Ottawa West—Nepean was one of the most closely watched ridings in the 2022 Ontario election. In 2018, Progressive Conservative Jeremy Roberts had won the seat by just 175 votes over NDP candidate Chandra Pasma, making a rematch between the two virtually inevitable. The riding encompasses suburban communities in Ottawa’s west end, including parts of Nepean, Barrhaven, and Centrepointe, with a significant population of health-care workers and federal public servants.

Health care dominated the local campaign. The riding’s large concentration of nurses, personal support workers, and hospital staff made Bill 124—the provincial wage-restraint legislation capping public-sector raises at one percent—a deeply personal issue for many residents. Roberts ultimately became the only sitting Progressive Conservative MPP to lose his seat in the 2022 election.

Candidates

Chandra Pasma (NDP) — A public policy researcher who had worked for the Canadian Union of Public Employees (CUPE), Pasma brought experience in policy analysis on issues including paramedic services and contract labour in Canadian universities. She had previously served as an advisor to the federal NDP and had worked for Citizens for Public Justice. Pasma had come within 175 votes of winning the riding in 2018.
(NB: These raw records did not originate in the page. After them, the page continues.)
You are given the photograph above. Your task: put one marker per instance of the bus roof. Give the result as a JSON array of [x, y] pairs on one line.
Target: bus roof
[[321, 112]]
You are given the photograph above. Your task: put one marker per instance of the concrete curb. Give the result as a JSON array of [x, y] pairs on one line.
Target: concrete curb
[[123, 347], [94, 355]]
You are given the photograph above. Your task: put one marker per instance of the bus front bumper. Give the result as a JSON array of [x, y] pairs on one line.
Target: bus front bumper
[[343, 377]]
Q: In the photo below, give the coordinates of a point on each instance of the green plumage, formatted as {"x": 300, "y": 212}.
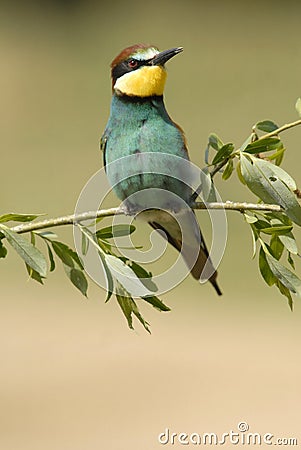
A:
{"x": 136, "y": 126}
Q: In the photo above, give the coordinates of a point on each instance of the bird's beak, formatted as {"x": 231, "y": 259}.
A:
{"x": 161, "y": 58}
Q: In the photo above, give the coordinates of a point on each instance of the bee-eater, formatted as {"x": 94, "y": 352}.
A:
{"x": 138, "y": 124}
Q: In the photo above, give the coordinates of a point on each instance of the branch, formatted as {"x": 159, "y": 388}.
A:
{"x": 73, "y": 219}
{"x": 279, "y": 130}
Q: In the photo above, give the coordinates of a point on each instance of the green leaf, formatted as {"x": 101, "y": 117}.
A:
{"x": 280, "y": 229}
{"x": 265, "y": 269}
{"x": 110, "y": 281}
{"x": 144, "y": 276}
{"x": 18, "y": 217}
{"x": 115, "y": 231}
{"x": 277, "y": 155}
{"x": 51, "y": 258}
{"x": 3, "y": 250}
{"x": 284, "y": 275}
{"x": 46, "y": 234}
{"x": 254, "y": 240}
{"x": 215, "y": 142}
{"x": 156, "y": 303}
{"x": 250, "y": 218}
{"x": 285, "y": 177}
{"x": 228, "y": 170}
{"x": 298, "y": 106}
{"x": 77, "y": 278}
{"x": 126, "y": 276}
{"x": 276, "y": 247}
{"x": 30, "y": 254}
{"x": 66, "y": 254}
{"x": 286, "y": 292}
{"x": 266, "y": 125}
{"x": 247, "y": 142}
{"x": 223, "y": 153}
{"x": 85, "y": 244}
{"x": 289, "y": 242}
{"x": 290, "y": 260}
{"x": 239, "y": 174}
{"x": 262, "y": 145}
{"x": 34, "y": 274}
{"x": 262, "y": 178}
{"x": 129, "y": 307}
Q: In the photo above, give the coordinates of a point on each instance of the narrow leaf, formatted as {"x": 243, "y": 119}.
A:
{"x": 115, "y": 231}
{"x": 156, "y": 303}
{"x": 77, "y": 278}
{"x": 276, "y": 247}
{"x": 290, "y": 260}
{"x": 18, "y": 217}
{"x": 66, "y": 254}
{"x": 262, "y": 178}
{"x": 110, "y": 281}
{"x": 286, "y": 292}
{"x": 34, "y": 274}
{"x": 223, "y": 153}
{"x": 265, "y": 269}
{"x": 3, "y": 250}
{"x": 239, "y": 174}
{"x": 289, "y": 242}
{"x": 126, "y": 277}
{"x": 266, "y": 125}
{"x": 129, "y": 307}
{"x": 262, "y": 145}
{"x": 51, "y": 258}
{"x": 215, "y": 142}
{"x": 298, "y": 106}
{"x": 284, "y": 275}
{"x": 30, "y": 254}
{"x": 280, "y": 229}
{"x": 228, "y": 170}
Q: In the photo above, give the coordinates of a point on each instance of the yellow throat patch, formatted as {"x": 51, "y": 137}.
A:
{"x": 144, "y": 82}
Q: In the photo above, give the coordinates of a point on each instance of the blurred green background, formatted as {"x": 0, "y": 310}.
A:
{"x": 72, "y": 375}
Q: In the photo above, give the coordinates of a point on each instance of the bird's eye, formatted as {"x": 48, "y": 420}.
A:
{"x": 132, "y": 64}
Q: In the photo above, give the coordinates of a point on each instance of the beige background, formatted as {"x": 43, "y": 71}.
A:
{"x": 72, "y": 375}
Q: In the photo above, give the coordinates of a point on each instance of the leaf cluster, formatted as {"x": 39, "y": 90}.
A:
{"x": 257, "y": 165}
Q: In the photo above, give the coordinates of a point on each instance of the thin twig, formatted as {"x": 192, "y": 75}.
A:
{"x": 90, "y": 215}
{"x": 279, "y": 130}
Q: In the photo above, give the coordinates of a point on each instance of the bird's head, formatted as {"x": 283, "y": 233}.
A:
{"x": 139, "y": 70}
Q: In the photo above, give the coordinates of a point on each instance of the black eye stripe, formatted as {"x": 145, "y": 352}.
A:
{"x": 124, "y": 67}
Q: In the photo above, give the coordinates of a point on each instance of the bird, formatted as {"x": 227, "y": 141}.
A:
{"x": 139, "y": 125}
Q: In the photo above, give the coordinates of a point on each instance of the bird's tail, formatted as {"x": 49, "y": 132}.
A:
{"x": 200, "y": 264}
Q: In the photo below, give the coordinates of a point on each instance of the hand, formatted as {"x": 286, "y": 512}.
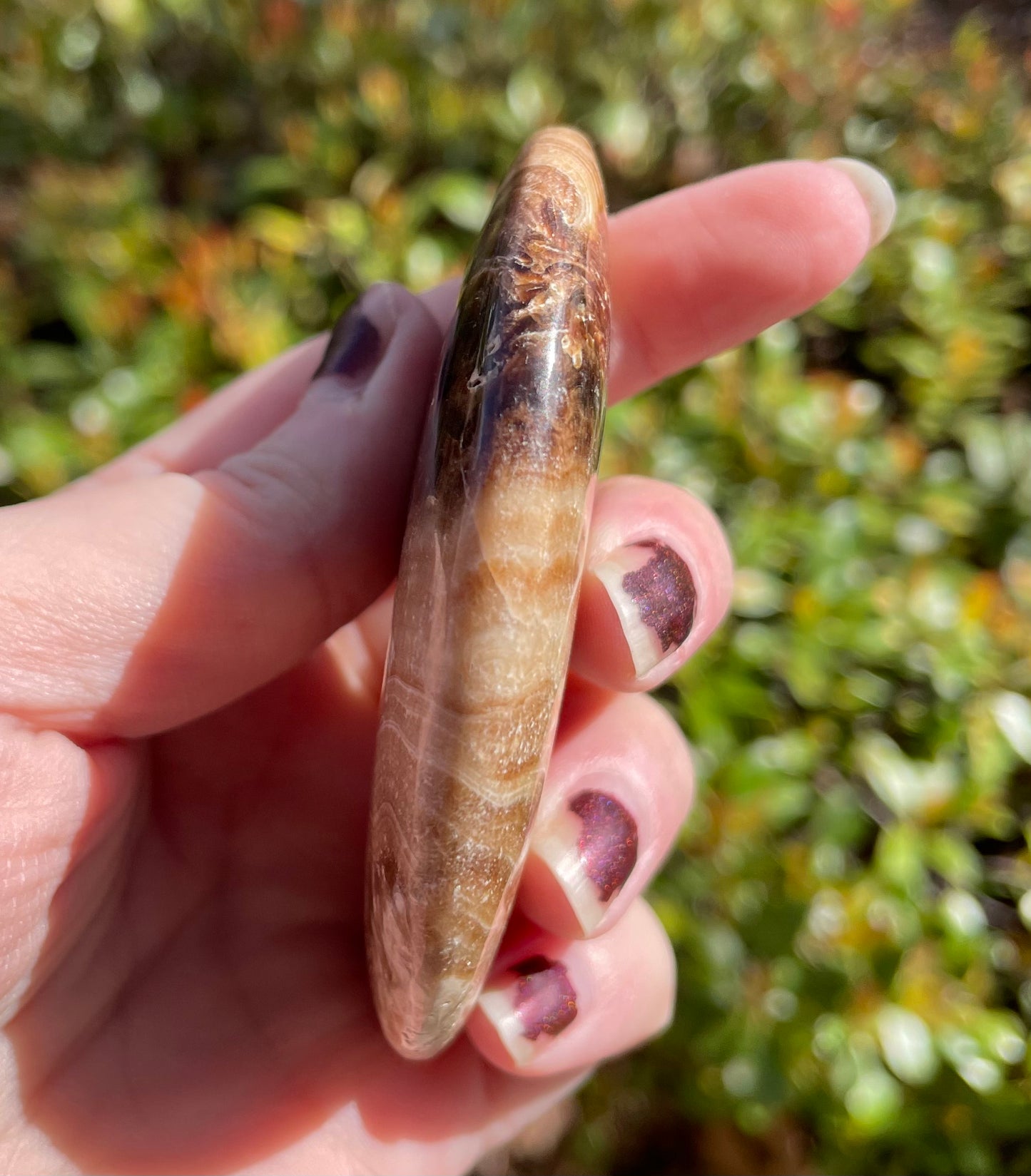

Jeremy Roberts (Progressive Conservative) — The incumbent MPP since 2018, Roberts held a Master of Public Policy from the University of Oxford’s Blavatnik School of Government. Growing up with a younger brother with autism, he became a prominent advocate for individuals with developmental disabilities at Queen’s Park. Before entering politics, he served as a political assistant to former federal Finance Minister Jim Flaherty.

Sam Bhalesar (Liberal) — Bhalesar was a Senior Communications Advisor at the Government of Canada with three decades of political experience. She also served as Secretary for the Liberal Party of Canada.

Steven Warren (Green Party) — At 18 years old, Warren was Ontario’s youngest candidate in the election and the only openly autistic candidate running in the province. His mother was a nurse, reinforcing his focus on health-care issues.

Vilteau Delvas ran for the Ontario Party.

Local Issues

Health care was the defining issue in Ottawa West—Nepean. The riding’s older population and its large community of health-care workers placed recruitment, compensation, and retention of hospital staff, long-term care workers, and home-care providers squarely at the centre of the campaign. Residents reported difficulty accessing family doctors, with some noting that multiple colleagues had recently lost their family physicians and struggled to find replacements. The Ford government’s Bill 124, which capped public-sector wage increases at one percent annually, was widely criticized by nurses and health-care unions as contributing to staffing shortages.

The cost of living also figured prominently in door-to-door canvassing. Rising housing prices across Ottawa had hit suburban communities in the riding, while long-term care capacity and the pandemic’s impact on seniors’ facilities remained sources of concern. The riding was also affected by the devastating derecho storm that struck eastern Ontario on May 21, 2022—just days before the election—bringing winds up to 190 km/h, knocking out power to hundreds of thousands of Ottawa residents, and underscoring concerns about infrastructure resilience and emergency preparedness.